This was in Bijapur. Something went wrong with our car and dad had to take it for a minor servicing right after we took in the magnificent Gol Gumbaz. Ma, our friend were contemplating touring the rest of the city in a boring autorickshaw (we couldn't be more wrong in Hyderabad, but that later) when half a dozen people surrounded us to take us in their tongas.
We chose the one featured above with some apprehension, after much haggling. The driver agreed to settle for Rs 100 but muttered that we would pay more for the horse's wellbeing.
It had been ages since I rode in a horse-driven carriage. It was fun, though I took a while to get the hang of climbing up and down the carriage. The driver took us through some real bad roads, if at all they can be called that! I thought I had seen all the worse roads but this was bad with a capital B! There was no way we could have wound ourselves through the dirty and narrow lanes.
The structures we saw were all right, not special enough to write about. We were taken to Jamia Masjid which is supposed to have been built with the money plundered from the Vijayanagara Empire of Hampi. Then was the black Taj (not worthy of its name), Bara Kaman, cannons of various weights atop forts with great views and the Ibrahim Roza which was a good place with dark tunnels and well maintained lawns.
The best part was that we got to see the city stripped off its touristy feel. The worst part was that we went to one dargah where the courtyard was filled with people chained to windows and trees! It was horrifying, for I had never seen anything like it before. But apparently, it is common practice. People with strange illnesses, people believed to be possessed by ghosts are chained for a period of a little over a month to cure them.
The driver was not too talkative but I later got him to open up to say that his name was Chand and that he owned four of such carriages. Each carriage along with a not-too-good horse would cost Rs 20,000. He told me that business was good among the tourists. Unlike Hema Mailini's horse Banno in the film 'Sholay', his horse did not have a name.

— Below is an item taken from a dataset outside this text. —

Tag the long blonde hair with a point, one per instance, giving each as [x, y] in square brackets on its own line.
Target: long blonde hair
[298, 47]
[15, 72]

The next time you are in Bijapur or any place where you can spot such anachronisms, try them out. I loved it for the way I was introduced to the underbelly of the city, something tourists rarely see in most places. And we were so pleased with the horse that we did pay more than he asked. This is one thing I loved about northern Karnataka. People never ask for more, sometimes not even for what they should be getting. They are yet to acquire the all-tourists-have-money-so-we-can-cheat-them attitude. I hope they never do. But then again, I hope they get it soon, for their survival.